Tout n'est plus qu'incandescence. Vous y voyez beaucoup plus clair mais vous ne pouvez pas vous empêcher de courir dans tous les sens, de crier à tout va. Alors que vous pourriez juste en profiter. De toute façon, vous y laisserez votre peau.
Elle est entrée dans votre maison comme on passe le pas d'une maison, tout innocemment. On comprend maintenant pourquoi certains se barricadent à double tour. Vous auriez peut-être du réfléchir plus longtemps.
A première vue, une allumette, c'est inoffensif.

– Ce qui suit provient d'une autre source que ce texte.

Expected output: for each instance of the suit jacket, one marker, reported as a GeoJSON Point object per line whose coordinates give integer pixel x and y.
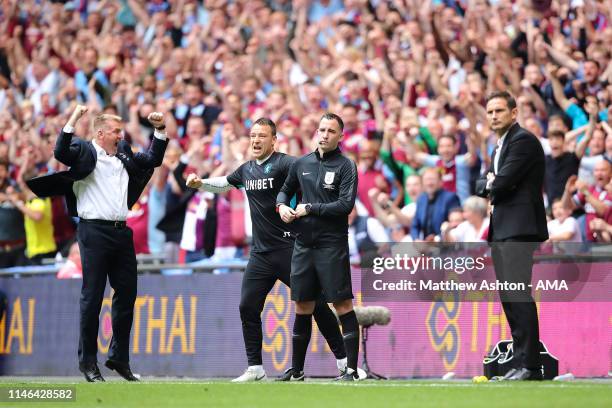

On se dit, de toute façon, faut quelquechose pour la craquer... Et puis, au bout de quelques instants, vous lui offrirez ce grattoir tant chérit. Vous prétextez que vous aimez la voir se consumer, que vous voulez allumer une petite bougie, voir un peu dans l'obscurité, que vous ne vous brûlerez pas...
Elle est si belle. De sa petite flamme, elle illumine votre visage. Vous ne voulez plus la lâcher.
Elle commence à vous brûler la chaire. La couche externe s'envole, s'éparpille. Vous laissez choire et là, tout s'attise.
Vous trouvez même ça joli. Vous restez sans connaissance. Vous ne vous précipitez pas. Tout s'enflamme et ça vous ravit. Tout le monde s'agite autour de vous, vous prévenir, vous ne bougez toujours pas.
Hypnotisé par les flammes qu'elle a créées, vous ne vous rendez même pas compte qu'elle a filé.
Elle se contente des étincelles mais anime un peu trop de feux.
Elle ne se retourne même pas pour voir son œuvre. Trop chaud pour elle. Ca ne l'intéresse pas. Elle vous laisse dépérir, mais pense bien qu'elle en est désolée. Vous auriez pu courir et éviter les flammes, comme vous êtes naïf à vous brûler.
Poser sa main sur la plaque et se convaincre qu'on ne finira pas cramée.